Esse programa é resultado da Ação Civil Pública (ACP), apresentada pelas Instituições de Justiça em junho de 2024 a partir de denúncias das mulheres atingidas. A ACP apontou a discriminação sofrida por elas no processo de reparação, especialmente nos cadastramentos e indenizações conduzidos pela Fundação Renova.

Sobre o Programa para Mulheres
O Programa para Mulheres tem como objetivo reconhecer e reparar as violências e injustiças enfrentadas por mulheres após o rompimento da barragem de Fundão, buscando garantir que seus direitos sejam respeitados e que elas sejam incluídas no processo de reparação. O valor total destinado ao Programa em toda a Bacia do Rio Doce, abrangendo desde Minas Gerais até o litoral norte do Espírito Santo, é de 1 bilhão de reais, a ser pago em treze parcelas, com a última prevista para 2036. No entanto, o Programa ainda se encontra em fase de estruturação.
O Programa para Mulheres é de responsabilidade das Instituições de Justiça
Dentro do Novo Acordo do Rio Doce, as Instituições de Justiça que participaram das negociações são o Ministério Público Federal (MPF) Ministério Público do Estado de Minas Gerais (MPMG) Ministério Público do Estado do Espírito Santo (MPES) Defensoria Pública da União (DPU) Defensoria Pública do Estado de Minas Gerais (DPMG) Defensoria Pública do Estado do Espírito Santo (DPES). São essas instituições, que na figura do NUCARD (Núcleo de Acompanhamento de Reparações por Desastres), são as responsáveis por gerenciar o recurso e decidir de que forma as mulheres serão reparadas. Para isso, solicitaram às Assessorias Técnicas Independentes dos territórios atingidos para aplicar, de maneira consultiva, um formulário com as mulheres de cada território. Nesta etapa inicial, as mulheres atingidas responderam, entre outras questões, se o Programa deve contemplar pagamentos individualizados, projetos coletivos, ou uma combinação de ambos.

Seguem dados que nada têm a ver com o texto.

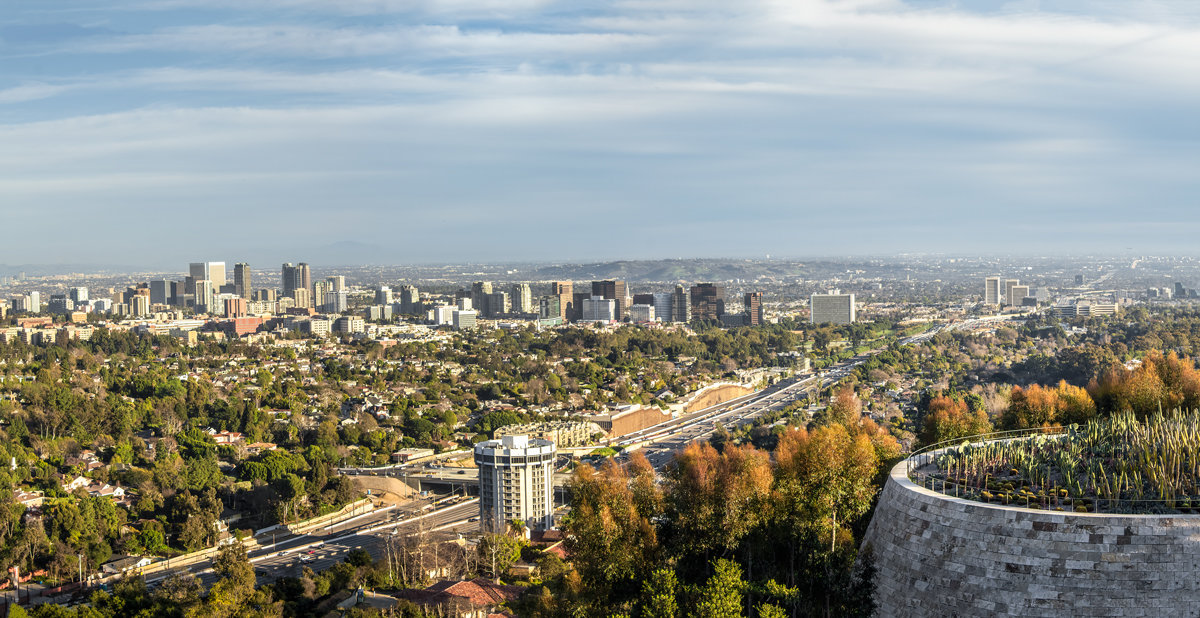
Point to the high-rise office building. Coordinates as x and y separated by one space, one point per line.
336 301
1017 295
205 297
241 285
409 300
550 307
516 481
599 310
522 298
640 313
465 318
681 305
139 305
753 304
301 298
235 307
318 294
991 291
663 306
213 271
832 309
565 301
479 293
577 305
60 304
160 292
1009 283
707 301
498 303
295 277
612 289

Rodas de Diálogo em Barra Longa
Em Barra Longa, a Comissão Territorial de Atingidos e Atingidas decidiu ampliar o processo de escuta para garantir maior participação das mulheres. Assim, a ATI Aedas organizou Rodas de Diálogos, espaços importantes de escuta das mulheres, onde foram apresentadas todas as questões do formulário enviado pelas Instituições de Justiça. As mulheres presentes puderam responder a essas perguntas, além de terem espaço para exporem suas dúvidas e críticas.
Sendo assim, três Rodas de Diálogos foram realizadas: a primeira em 17 de setembro de 2025, com foco em mulheres da área urbana; a segunda em 24 de setembro, com foco na participação de mulheres de Povos e Comunidades Tradicionais (PCTs); e a terceira no dia 1º de outubro, com foco nas mulheres da área rural.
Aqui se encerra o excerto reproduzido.